Several taxa detected with HTS were not detected with LLMDA. 
Many of these are unsurprising, as no probes designed from their 
genomes were present on the array. However, for those taxa with 



probes on the array, one possibility is that the LLMDA is simply not 
as sensitive as HTS at these sequencing depths: in plague victim 8291, 
taxa not detected with LLMDA had significantly fewer HTS reads 
than those that were (one-tailed, unequal variance Student's t-test, p 
= 0.002; Fig. 4a), though these variables are not significantly related 
for the cholera victim sample 3090.13 (p = 0.076).
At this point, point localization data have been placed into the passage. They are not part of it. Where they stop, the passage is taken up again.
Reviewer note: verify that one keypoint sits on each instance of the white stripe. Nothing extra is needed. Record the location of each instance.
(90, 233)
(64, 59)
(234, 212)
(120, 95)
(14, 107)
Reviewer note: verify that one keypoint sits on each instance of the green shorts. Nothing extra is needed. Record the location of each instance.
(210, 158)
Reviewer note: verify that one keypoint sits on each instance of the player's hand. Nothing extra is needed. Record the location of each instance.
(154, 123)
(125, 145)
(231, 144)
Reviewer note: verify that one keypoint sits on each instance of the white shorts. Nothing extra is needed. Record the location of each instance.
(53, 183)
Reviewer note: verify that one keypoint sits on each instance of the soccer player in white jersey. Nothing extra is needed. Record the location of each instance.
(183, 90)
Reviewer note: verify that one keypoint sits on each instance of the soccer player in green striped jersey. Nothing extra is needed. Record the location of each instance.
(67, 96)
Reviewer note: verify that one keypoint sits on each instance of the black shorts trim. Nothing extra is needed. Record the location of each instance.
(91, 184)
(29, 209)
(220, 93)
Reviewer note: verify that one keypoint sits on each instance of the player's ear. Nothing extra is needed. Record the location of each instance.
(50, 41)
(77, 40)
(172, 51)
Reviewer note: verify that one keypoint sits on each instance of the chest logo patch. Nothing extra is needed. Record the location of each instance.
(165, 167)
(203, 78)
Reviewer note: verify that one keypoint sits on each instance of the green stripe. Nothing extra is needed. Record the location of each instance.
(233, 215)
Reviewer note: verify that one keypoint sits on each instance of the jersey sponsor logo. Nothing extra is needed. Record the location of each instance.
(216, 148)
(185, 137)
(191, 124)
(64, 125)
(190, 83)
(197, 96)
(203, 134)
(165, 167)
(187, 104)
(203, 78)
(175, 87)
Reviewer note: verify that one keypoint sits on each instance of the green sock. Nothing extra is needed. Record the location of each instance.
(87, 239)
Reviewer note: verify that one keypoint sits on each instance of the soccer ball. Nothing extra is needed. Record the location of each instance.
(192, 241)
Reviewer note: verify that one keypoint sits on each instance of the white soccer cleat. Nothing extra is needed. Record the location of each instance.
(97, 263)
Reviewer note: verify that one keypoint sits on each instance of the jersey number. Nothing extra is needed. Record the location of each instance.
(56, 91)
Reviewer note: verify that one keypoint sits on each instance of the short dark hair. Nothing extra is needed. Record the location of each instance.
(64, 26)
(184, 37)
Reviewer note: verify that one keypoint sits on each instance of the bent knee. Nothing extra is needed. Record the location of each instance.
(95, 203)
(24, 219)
Furthermore, 
several taxa with relatively high read counts and with probes 
designed on the array were surprisingly not called (e.g., 
Sphingomonadaceae in sample 8291; Peptostreptococcaceae in both 
samples). That said, in the majority of cases where a family with 
probes designed on the array was declared present by BLAST/ 
MEGAN4, but not called with LLMDA, a closely- related taxon was 
called (e.g., in both samples, Clostridiaceae was called although its 
close relative Peptostreptococcaceae was not). 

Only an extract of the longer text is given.